A CELEBRATION was held for the first anniversary of the Lymington Armed Forces Veterans Breakfast Club.
Created to give current and former servicemen and women a social setting to meet with members of different armed forces branches, the club welcomes people transitioning from military to civilian life to give them a support network.
The biggest breakfast to date saw 65 people attend which included visits from young recruits. Its oldest member is a 94-year-old Second World War veteran.
Founder member Peter Stevenson said: “The club has grown beyond all of our expectations, with many members telling me how it has become a vital lifeline for them.
“We have forged close ties with our local Lymington Army and Air Cadets, with their adult instructors joining us for breakfast as well as, on several occasions, having the young cadets join us too.
“As we look forward to our second year, we will reach out even further to all veterans in the community, to ensure they are not forgotten as well as forging closer links with an already supportive town council and area representatives of military charities.”
Over the year the group has organised many events for members including a Christmas dinner as well as a trip to the rifle ranges.
Wendy Randall, landlady of The Kings Arms, said: “Hosting the veteran’s breakfast club has been a pleasure.
“We are a very popular community pub and over the year we hold many charity fundraising events, with many of the veterans now helping us with that and giving back to the community.”
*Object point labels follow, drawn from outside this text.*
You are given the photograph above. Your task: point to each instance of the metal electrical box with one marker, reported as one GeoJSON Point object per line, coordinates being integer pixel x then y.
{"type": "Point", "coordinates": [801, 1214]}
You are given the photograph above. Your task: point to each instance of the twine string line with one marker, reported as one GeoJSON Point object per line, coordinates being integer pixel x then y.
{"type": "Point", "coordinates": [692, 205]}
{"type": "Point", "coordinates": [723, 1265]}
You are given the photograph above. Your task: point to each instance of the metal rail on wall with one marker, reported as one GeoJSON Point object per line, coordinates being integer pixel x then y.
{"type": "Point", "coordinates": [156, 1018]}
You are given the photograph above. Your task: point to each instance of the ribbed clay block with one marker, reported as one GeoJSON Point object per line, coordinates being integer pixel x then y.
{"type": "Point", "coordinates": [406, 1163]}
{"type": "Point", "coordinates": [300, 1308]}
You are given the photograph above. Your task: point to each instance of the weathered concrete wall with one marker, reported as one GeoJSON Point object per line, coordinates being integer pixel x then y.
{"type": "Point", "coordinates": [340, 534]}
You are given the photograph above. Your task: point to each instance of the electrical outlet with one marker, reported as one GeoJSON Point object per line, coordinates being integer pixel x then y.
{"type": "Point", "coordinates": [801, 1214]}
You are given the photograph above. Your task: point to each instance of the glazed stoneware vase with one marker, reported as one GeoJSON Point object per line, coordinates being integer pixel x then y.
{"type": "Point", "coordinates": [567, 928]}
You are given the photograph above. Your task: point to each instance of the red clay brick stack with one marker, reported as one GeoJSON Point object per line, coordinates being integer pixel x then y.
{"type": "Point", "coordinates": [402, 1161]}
A cake with the breakfast club logo was made specially by Army veteran Natasha Little, who is pictured cutting the cake at the celebratory breakfast.
To find out more go to www.afvbc.net/clubs/lymington.
The Poppy Factory
The celebration has coincided with a separate appeal this weekend by TV historian Dan Snow, who lives in Lepe, to help sick and injured veterans back to work.
He was due to present the BBC Radio 4 Appeal twice on Sunday August 18th and again on Thursday August 22nd to raise funds for veterans’ employment charity the Poppy Factory.
The appeal tells the story of a former soldier, Dale, who lost his leg when his vehicle was hit by a roadside bomb in Afghanistan but was ultimately supported into a new job that he loves.
Mr Snow said: “We’ve asked these young men and women to go into harm’s way on behalf of our society, and we owe them everything when they get back.
“Please give whatever you can afford, and you will help a veteran take their first steps towards a successful civilian job.”
The Poppy Factory’s appeal page is www.bbc.co.uk/programmes/m0007pw0 with donations to the charity accepted from Sunday August 18th.